Across the world, cutting off access to the internet is becoming a distressingly common response to civil unrest. India, has one of the highest rates of internet shutdowns in the world. Areas under Internet shutdown are doubly affected in the coronavirus crisis that has made access to political and economic freedoms almost entirely contingent on access to the internet. The international NGO Human Rights Watch has observed that Internet shutdowns can have a greater impact on women, lesbian, gay, bisexual, and transgender individuals, people with disabilities, and older people who may rely on the internet for online support services, which is especially vital during the pandemic.

  • The Special Rapporteur (FoAA) should call on all governments to immediately stop all internet shutdowns. The UN Human Rights Committee in General Comment 34 emphasizes that restrictions on speech online must be strictly necessary and proportionate to achieve a legitimate purpose. Internet shutdowns have a sweeping impact on all users, thereby restricting access to information and emergency services communications for all people during crucial moments. The UN Human Rights Commission in landmark resolution, (A/HRC/32/L.20) has condemned unequivocally “measures to intentionally prevent or disrupt access to dissemination of information online in violation of international human rights law and calls on all States to refrain from and cease such measures.”
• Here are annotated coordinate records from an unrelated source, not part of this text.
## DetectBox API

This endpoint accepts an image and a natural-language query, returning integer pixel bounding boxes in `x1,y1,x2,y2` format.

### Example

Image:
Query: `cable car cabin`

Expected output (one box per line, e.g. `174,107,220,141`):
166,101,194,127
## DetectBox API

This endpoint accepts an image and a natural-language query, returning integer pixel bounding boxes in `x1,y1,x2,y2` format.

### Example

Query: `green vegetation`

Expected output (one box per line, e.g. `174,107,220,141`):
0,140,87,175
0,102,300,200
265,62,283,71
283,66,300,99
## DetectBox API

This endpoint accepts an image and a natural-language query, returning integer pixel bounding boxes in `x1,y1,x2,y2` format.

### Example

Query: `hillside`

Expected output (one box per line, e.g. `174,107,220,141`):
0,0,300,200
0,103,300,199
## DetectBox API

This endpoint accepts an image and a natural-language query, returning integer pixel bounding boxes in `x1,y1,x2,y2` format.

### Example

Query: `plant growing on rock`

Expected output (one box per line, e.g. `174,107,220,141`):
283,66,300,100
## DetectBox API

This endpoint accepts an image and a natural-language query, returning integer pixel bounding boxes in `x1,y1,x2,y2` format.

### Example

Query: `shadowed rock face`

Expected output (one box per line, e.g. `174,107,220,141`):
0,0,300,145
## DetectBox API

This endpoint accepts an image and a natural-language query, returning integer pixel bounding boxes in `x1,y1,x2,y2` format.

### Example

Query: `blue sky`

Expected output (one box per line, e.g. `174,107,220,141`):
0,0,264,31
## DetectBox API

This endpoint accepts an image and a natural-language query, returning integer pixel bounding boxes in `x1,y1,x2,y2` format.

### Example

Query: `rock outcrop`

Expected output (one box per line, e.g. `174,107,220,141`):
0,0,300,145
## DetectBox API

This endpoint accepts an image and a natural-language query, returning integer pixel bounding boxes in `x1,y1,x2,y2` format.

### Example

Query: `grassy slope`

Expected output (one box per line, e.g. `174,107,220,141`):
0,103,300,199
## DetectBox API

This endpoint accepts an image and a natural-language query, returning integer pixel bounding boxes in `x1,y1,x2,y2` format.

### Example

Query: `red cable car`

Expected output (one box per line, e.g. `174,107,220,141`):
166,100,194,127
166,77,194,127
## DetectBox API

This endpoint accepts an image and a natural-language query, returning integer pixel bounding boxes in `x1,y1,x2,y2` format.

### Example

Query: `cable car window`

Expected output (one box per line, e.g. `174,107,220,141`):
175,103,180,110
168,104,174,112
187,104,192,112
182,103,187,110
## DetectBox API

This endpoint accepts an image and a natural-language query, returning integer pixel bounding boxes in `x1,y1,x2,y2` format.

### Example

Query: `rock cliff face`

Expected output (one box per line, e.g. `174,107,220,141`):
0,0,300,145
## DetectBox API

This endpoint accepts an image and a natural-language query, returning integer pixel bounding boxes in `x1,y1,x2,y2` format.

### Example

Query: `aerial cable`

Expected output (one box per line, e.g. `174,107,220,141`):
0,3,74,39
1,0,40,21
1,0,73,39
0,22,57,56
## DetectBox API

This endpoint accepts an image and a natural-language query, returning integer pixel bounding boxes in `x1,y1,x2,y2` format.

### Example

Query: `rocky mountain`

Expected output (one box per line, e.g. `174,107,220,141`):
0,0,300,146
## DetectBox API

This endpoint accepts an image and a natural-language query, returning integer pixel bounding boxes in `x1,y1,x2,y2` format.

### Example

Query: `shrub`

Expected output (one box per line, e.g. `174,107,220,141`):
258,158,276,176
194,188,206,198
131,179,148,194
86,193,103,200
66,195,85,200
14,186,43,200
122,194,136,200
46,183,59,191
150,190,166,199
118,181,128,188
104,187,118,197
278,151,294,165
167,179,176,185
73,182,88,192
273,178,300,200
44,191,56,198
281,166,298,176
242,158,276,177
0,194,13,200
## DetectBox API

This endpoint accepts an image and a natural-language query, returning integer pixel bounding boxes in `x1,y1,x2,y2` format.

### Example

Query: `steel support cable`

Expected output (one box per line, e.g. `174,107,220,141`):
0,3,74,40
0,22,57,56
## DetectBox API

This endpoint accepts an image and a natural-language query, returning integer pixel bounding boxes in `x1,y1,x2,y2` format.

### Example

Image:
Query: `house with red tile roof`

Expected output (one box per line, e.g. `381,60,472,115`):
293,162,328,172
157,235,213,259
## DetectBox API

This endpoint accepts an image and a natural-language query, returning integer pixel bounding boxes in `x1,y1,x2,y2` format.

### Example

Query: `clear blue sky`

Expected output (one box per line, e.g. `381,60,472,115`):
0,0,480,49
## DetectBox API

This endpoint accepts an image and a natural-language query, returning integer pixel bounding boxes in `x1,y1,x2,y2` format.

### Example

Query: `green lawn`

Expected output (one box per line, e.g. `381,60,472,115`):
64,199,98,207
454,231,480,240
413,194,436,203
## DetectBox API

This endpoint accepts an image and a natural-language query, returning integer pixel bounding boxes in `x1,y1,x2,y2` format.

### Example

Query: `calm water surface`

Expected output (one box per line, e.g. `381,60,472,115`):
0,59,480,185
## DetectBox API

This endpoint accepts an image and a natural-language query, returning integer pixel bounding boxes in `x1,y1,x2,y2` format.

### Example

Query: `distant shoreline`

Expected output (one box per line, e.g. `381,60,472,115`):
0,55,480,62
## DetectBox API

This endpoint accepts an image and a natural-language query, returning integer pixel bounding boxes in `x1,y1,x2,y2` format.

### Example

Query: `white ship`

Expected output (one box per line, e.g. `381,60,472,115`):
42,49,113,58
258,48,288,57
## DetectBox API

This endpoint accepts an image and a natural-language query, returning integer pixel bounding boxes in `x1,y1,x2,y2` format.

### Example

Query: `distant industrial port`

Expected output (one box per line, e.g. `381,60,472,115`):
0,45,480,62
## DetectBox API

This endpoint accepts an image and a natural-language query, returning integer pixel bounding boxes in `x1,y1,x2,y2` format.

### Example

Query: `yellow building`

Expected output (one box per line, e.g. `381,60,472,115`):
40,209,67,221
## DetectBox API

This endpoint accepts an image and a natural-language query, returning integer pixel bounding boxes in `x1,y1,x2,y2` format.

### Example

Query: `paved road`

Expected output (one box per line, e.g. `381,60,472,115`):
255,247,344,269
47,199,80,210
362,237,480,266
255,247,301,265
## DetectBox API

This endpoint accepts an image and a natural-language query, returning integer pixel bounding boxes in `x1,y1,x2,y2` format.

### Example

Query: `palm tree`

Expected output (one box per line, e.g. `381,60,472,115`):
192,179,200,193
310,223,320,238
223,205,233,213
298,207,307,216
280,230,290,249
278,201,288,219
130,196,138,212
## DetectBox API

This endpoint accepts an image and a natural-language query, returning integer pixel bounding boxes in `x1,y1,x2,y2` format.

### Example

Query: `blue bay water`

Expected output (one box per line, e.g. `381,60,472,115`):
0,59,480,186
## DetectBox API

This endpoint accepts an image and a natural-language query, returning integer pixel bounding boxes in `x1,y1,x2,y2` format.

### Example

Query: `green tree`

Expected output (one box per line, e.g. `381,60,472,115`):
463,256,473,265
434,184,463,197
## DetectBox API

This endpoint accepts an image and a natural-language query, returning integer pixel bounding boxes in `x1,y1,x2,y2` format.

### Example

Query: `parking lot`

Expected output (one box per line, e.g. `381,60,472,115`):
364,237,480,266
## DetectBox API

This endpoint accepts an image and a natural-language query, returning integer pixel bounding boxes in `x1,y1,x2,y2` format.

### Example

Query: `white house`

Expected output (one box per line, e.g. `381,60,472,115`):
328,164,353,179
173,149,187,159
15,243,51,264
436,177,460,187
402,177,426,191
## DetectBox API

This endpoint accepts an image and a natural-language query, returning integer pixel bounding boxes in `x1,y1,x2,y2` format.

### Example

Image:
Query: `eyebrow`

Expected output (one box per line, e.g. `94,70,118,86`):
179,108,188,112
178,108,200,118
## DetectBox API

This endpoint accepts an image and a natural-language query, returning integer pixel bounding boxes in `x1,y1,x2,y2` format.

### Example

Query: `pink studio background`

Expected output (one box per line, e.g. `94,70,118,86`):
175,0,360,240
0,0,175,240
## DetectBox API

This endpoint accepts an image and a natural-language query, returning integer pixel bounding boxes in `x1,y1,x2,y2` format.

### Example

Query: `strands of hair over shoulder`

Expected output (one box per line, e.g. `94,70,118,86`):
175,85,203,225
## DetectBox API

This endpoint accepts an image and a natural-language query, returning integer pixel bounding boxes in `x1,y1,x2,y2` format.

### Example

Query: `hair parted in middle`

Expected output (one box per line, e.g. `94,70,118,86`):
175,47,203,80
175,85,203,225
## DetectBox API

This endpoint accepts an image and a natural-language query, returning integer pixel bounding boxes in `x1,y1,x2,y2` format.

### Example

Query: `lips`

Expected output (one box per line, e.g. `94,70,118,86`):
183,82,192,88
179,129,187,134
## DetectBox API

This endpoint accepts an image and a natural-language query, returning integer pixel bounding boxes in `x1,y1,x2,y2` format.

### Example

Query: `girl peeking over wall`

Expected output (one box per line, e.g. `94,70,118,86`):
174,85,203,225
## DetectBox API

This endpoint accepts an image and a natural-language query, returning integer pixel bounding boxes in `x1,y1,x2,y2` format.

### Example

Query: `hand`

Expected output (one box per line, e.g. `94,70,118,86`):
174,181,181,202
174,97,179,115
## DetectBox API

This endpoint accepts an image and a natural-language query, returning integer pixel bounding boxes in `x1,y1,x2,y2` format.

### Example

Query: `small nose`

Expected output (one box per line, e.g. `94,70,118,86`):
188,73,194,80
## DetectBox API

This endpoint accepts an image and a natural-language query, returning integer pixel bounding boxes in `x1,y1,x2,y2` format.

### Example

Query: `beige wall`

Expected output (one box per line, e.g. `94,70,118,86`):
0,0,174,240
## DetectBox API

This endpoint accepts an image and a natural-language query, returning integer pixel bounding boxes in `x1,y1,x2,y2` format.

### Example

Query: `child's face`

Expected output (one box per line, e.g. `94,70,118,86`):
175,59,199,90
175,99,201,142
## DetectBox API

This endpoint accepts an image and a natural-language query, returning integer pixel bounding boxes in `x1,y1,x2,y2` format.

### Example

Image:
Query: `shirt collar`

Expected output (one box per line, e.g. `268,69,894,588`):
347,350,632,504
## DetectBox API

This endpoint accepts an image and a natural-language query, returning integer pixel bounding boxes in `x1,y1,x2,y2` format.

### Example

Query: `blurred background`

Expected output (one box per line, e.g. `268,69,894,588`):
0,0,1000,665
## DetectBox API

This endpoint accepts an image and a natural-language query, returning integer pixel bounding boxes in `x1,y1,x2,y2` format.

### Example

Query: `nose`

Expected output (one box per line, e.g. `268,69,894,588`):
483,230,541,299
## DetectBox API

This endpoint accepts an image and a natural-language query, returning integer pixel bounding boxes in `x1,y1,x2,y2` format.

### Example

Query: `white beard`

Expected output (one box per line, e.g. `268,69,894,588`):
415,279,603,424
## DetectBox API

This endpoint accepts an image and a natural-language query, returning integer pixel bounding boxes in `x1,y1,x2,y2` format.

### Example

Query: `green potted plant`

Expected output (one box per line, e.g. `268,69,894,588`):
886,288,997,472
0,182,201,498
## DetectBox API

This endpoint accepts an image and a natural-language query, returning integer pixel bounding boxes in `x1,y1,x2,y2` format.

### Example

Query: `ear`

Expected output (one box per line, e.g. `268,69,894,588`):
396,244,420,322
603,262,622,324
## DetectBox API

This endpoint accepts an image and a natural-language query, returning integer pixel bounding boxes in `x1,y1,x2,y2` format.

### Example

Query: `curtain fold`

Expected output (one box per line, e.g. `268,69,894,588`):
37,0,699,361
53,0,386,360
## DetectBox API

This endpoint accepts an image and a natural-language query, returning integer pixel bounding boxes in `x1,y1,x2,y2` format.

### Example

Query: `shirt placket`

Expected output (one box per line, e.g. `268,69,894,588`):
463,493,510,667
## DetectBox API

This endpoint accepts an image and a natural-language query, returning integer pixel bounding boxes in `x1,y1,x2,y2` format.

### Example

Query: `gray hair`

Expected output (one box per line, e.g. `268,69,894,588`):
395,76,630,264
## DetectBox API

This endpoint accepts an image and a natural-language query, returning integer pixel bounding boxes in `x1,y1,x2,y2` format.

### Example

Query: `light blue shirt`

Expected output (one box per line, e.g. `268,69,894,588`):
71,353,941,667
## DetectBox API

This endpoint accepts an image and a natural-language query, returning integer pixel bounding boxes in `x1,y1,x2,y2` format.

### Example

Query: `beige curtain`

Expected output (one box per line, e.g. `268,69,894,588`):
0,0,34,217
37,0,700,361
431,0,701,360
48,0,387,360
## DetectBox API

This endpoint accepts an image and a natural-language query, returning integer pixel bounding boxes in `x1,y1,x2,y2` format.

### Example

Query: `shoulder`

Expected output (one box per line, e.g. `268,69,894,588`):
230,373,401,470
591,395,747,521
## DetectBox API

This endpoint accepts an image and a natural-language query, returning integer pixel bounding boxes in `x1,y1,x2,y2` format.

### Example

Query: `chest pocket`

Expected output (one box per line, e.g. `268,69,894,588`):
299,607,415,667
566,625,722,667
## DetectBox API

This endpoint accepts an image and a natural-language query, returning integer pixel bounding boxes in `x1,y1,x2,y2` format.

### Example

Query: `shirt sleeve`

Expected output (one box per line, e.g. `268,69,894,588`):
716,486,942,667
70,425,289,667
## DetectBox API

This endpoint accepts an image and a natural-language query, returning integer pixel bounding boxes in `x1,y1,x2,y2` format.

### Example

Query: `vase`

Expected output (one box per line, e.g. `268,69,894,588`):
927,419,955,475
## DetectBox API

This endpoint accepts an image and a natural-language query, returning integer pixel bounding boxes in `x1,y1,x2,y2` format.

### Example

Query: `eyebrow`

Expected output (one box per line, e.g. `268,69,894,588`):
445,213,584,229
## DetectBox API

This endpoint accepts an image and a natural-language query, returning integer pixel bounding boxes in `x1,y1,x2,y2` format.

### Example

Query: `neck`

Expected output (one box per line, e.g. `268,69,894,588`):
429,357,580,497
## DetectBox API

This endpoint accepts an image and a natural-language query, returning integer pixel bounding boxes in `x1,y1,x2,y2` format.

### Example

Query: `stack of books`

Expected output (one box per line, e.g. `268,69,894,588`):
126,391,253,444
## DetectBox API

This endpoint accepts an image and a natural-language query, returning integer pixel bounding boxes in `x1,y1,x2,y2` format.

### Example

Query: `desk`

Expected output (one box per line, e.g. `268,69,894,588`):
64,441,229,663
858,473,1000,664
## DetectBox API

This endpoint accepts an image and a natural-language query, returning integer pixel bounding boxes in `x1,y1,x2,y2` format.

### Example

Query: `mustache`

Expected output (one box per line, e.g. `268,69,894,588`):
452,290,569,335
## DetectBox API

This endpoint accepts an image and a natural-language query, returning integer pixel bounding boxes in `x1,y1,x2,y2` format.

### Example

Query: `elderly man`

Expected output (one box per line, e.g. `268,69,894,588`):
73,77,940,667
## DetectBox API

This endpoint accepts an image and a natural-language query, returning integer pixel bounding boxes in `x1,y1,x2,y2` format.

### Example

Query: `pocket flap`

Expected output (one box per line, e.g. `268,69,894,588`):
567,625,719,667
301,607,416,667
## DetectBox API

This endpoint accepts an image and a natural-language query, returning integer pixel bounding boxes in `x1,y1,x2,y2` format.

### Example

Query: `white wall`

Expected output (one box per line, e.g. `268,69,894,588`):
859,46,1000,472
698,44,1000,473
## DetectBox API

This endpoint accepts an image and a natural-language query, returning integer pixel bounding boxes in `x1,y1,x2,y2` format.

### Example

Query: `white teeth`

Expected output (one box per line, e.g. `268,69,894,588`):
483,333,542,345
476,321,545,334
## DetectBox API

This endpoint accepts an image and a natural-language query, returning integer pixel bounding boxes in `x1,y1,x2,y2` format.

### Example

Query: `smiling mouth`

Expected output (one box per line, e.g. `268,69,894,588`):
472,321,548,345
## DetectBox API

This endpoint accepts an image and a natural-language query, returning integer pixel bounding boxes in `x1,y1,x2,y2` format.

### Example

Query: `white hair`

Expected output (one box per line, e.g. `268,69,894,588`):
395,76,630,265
Recommendations flowing from the above observations:

In light of our observations on safeguarding and expanding women’s right to exercise their freedom of association and assembly in the Internet era, we recommend that the Special Rapporteur (FoAA) make the following recommendations to state and business actors.

States

  • States should recognize Internet access as an enabler of the human rights of women and girls, including their right to free expression, assembly and association. In addition to launching universal access programs and investing in women’s digital literacy, states must institute appropriate legal safeguards to create accessible and safe digital public spaces free of sexist and misogynistic hate, intimidation or violence. The right to encryption, online anonymity and personal data protection must be seen as integral to the right to access.
  • States must desist from draconian surveillance measures. Any digital surveillance technology introduced, including for public health tracking, must be bounded by the principles of legitimacy, necessity and proportionality. States need to adopt a rights-based Internet policy and regulatory framework addressing measures for emerging developments in digital surveillance tech, while specifying clear no-go areas such as the use of facial recognition technologies.
  • States should ensure that pre-digital laws addressing violence against women are updated to reflect digital realities. Such legislation should be grounded in privacy, equality and dignity principles, stepping away from a “patriarchal protectionism” framework.
  • States should update their intermediary liability frameworks so that online platform companies are obligated to uphold their “duty of care” to create safe digital spaces free of sexism and gender-based hate.
  • States should completely desist from Internet shutdowns.

Platform companies
       

  • Platform intermediaries must be cognizant of and uphold their corporate responsibility for women’s rights as human rights, in accordance with the UN guiding framework on business and human rights.
  • Platforms need to ensure their content moderation norms respond in culturally sensitive and contextual ways without undermining the dignity and agency of women and gender minorities. Content governance mechanisms of platforms must be subject to annual human rights audits in the markets they operate. Platforms must provide transparency reports for takedown requests.
  • Social media platforms must put in place techno-design measures that effectively respond to misogyny at scale.